Originally scheduled for August 19

Some of you will find this surprising. A writer was once gathering information for a book on the American banking system. He interviewed the president of a bank in a community which was primarily Amish. He asked this man what his default rate was; that is to say, what percentage of his loans were never paid back. He replied simply, "none."

The writer was absolutely astonished. It was incredible to him the bank could have that record; so he asked him a second time, "do you mean to tell me you've never had a problem with a loan?" The banker thought for a minute and replied: "Well, my father did once. But he went out and talked to the boy's father and they straightened it out."

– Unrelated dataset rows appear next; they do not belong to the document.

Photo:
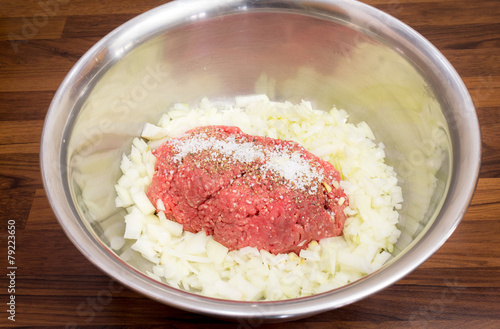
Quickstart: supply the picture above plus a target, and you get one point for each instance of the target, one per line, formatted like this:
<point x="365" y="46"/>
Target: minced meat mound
<point x="248" y="190"/>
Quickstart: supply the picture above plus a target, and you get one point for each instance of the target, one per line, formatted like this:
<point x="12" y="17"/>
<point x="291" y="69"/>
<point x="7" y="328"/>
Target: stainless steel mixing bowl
<point x="326" y="51"/>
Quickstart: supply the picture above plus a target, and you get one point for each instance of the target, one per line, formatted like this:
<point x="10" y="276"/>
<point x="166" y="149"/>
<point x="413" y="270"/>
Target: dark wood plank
<point x="56" y="286"/>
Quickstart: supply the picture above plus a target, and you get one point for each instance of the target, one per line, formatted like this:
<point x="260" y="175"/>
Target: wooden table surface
<point x="55" y="286"/>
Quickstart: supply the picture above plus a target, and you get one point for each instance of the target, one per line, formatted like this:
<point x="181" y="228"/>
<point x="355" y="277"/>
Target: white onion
<point x="198" y="263"/>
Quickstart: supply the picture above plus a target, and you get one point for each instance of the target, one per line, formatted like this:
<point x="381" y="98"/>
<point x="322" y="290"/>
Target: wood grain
<point x="56" y="286"/>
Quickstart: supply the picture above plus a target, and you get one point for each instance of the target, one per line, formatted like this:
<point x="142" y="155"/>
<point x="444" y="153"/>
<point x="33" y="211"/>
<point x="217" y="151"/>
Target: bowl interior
<point x="344" y="54"/>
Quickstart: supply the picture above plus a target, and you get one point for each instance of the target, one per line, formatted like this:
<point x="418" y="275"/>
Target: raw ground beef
<point x="248" y="190"/>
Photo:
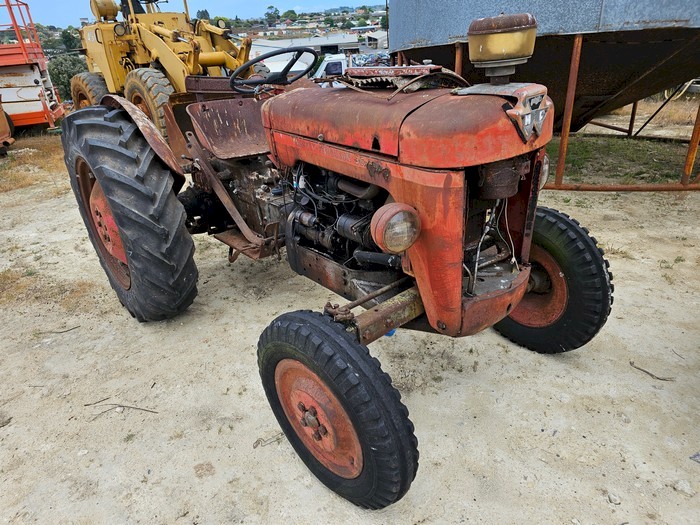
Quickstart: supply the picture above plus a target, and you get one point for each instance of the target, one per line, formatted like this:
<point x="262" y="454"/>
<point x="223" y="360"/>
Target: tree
<point x="290" y="15"/>
<point x="70" y="38"/>
<point x="272" y="15"/>
<point x="384" y="22"/>
<point x="62" y="69"/>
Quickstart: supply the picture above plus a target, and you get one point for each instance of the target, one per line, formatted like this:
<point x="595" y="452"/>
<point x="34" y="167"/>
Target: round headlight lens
<point x="395" y="227"/>
<point x="544" y="172"/>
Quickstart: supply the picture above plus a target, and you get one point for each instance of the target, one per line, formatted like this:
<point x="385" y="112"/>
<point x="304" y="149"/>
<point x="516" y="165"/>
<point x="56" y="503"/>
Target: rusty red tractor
<point x="403" y="189"/>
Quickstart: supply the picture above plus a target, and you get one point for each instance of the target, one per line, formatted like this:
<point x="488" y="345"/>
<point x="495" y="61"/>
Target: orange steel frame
<point x="685" y="183"/>
<point x="23" y="53"/>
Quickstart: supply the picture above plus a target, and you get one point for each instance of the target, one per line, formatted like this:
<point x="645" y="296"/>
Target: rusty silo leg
<point x="568" y="108"/>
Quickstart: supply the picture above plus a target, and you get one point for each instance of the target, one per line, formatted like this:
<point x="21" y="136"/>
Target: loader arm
<point x="160" y="51"/>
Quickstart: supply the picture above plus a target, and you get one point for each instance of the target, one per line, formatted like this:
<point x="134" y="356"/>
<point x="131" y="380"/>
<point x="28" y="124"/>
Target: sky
<point x="63" y="13"/>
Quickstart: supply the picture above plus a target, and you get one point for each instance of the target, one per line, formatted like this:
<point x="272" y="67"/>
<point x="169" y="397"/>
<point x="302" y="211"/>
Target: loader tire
<point x="571" y="290"/>
<point x="150" y="90"/>
<point x="134" y="220"/>
<point x="87" y="89"/>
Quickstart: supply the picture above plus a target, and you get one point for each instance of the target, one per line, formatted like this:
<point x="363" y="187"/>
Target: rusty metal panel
<point x="362" y="120"/>
<point x="390" y="314"/>
<point x="483" y="311"/>
<point x="202" y="84"/>
<point x="230" y="128"/>
<point x="464" y="131"/>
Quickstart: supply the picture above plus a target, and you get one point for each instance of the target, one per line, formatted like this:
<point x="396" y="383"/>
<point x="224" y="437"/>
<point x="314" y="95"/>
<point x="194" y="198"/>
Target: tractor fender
<point x="151" y="134"/>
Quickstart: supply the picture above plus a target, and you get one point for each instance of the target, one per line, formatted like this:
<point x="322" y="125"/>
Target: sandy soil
<point x="505" y="435"/>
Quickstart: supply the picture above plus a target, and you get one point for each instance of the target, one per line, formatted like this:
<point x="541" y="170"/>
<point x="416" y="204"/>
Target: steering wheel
<point x="247" y="85"/>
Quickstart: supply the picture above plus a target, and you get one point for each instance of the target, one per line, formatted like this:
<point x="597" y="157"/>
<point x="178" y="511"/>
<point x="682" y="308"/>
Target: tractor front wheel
<point x="134" y="220"/>
<point x="149" y="89"/>
<point x="87" y="89"/>
<point x="569" y="295"/>
<point x="338" y="409"/>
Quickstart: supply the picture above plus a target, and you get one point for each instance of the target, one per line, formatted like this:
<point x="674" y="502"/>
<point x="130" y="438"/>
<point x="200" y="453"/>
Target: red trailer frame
<point x="27" y="52"/>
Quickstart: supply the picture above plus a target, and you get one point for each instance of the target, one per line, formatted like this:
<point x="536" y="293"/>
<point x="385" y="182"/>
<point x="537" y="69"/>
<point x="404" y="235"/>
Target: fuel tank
<point x="431" y="128"/>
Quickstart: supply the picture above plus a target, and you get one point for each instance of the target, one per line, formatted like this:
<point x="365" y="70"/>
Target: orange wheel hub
<point x="548" y="294"/>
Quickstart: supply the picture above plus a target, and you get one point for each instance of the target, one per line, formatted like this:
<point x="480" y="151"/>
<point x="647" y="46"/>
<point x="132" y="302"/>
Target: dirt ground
<point x="105" y="420"/>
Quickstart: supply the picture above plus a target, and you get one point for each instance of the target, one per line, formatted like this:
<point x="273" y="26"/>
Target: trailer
<point x="28" y="95"/>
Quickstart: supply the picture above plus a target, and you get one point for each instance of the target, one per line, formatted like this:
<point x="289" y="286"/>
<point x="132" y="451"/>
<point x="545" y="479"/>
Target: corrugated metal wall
<point x="422" y="23"/>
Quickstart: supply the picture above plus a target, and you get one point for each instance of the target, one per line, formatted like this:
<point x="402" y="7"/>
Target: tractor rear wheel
<point x="338" y="409"/>
<point x="87" y="89"/>
<point x="149" y="89"/>
<point x="134" y="219"/>
<point x="569" y="295"/>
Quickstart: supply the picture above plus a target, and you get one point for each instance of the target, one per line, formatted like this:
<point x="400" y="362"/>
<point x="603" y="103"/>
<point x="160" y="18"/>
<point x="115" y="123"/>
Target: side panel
<point x="439" y="197"/>
<point x="104" y="54"/>
<point x="28" y="95"/>
<point x="465" y="131"/>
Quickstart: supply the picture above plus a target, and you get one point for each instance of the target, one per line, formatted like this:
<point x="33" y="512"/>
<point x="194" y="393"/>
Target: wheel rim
<point x="547" y="296"/>
<point x="102" y="224"/>
<point x="318" y="419"/>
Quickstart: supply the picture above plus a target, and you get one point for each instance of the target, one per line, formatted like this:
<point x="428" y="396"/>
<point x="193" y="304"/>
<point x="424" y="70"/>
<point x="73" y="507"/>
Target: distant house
<point x="377" y="39"/>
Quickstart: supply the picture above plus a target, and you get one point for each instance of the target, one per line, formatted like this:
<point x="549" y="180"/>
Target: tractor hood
<point x="434" y="128"/>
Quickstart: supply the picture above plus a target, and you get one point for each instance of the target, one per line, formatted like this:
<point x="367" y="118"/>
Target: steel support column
<point x="568" y="108"/>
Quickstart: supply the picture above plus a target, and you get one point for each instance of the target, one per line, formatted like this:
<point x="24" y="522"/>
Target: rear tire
<point x="149" y="89"/>
<point x="134" y="219"/>
<point x="87" y="89"/>
<point x="315" y="374"/>
<point x="572" y="295"/>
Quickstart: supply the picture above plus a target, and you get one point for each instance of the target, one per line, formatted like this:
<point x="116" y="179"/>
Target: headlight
<point x="544" y="172"/>
<point x="395" y="227"/>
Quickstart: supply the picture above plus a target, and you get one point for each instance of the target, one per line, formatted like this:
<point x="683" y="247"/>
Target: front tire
<point x="338" y="409"/>
<point x="134" y="220"/>
<point x="569" y="296"/>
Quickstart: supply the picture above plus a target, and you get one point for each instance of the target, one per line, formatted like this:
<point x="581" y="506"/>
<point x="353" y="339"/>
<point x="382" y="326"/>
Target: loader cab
<point x="332" y="65"/>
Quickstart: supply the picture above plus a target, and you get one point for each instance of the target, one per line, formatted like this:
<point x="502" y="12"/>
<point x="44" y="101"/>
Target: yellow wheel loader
<point x="156" y="60"/>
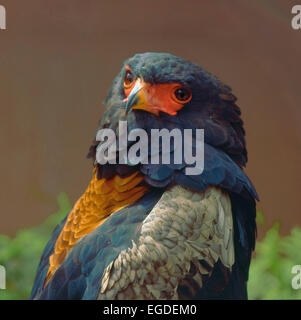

Those of an older generation will remember being instructed with the phrase: "Your word is your bond." My father made it clear to me that I was expected to keep my word in all circumstances at all times. If I failed to do so, he would consider it a disgrace to the family as well as to me. He encouraged me to come to him for help if I needed it to keep my word. There it is; your word is your bond and your family backs you up.

May I ask you to consider God's promises in the same light? In particular, he has made four promises of supreme importance:

·         He promised to send his son to us (Psalm 2:7). He fulfilled this when Christ was born.

·         He promised that our Messiah would bear our sins, which we cannot bear ourselves (Isaiah 53:11). He did this at the Cross, our atonement.

·         He promised that Christ would rise from the grave untouched (Psalm 16:9-10). This was fulfilled that that first Easter morning, at the empty tomb.

·         He has promised that he will swallow up death in victory (Isaiah 25:8) — and this will be fulfilled when Christ returns and all of us rise from the dead.

The word of God is trustworthy. Indeed, when God takes a solemn oath he swears by himself for there is no one higher. The first three of these promises have already been fulfilled and we have his word that the fourth one is coming (soon, please Lord, soon). When we partake of Communion we are to remember that he sent his son to us, to bear our sins on the Cross, and that he rose from the grave. But we are also to remember that he is coming again to judge the living and the dead. It is therefore fitting that we should examine ourselves as we partake, repenting of those things we find repugnant. We do this in memory of him; we also do it in anticipation of his return.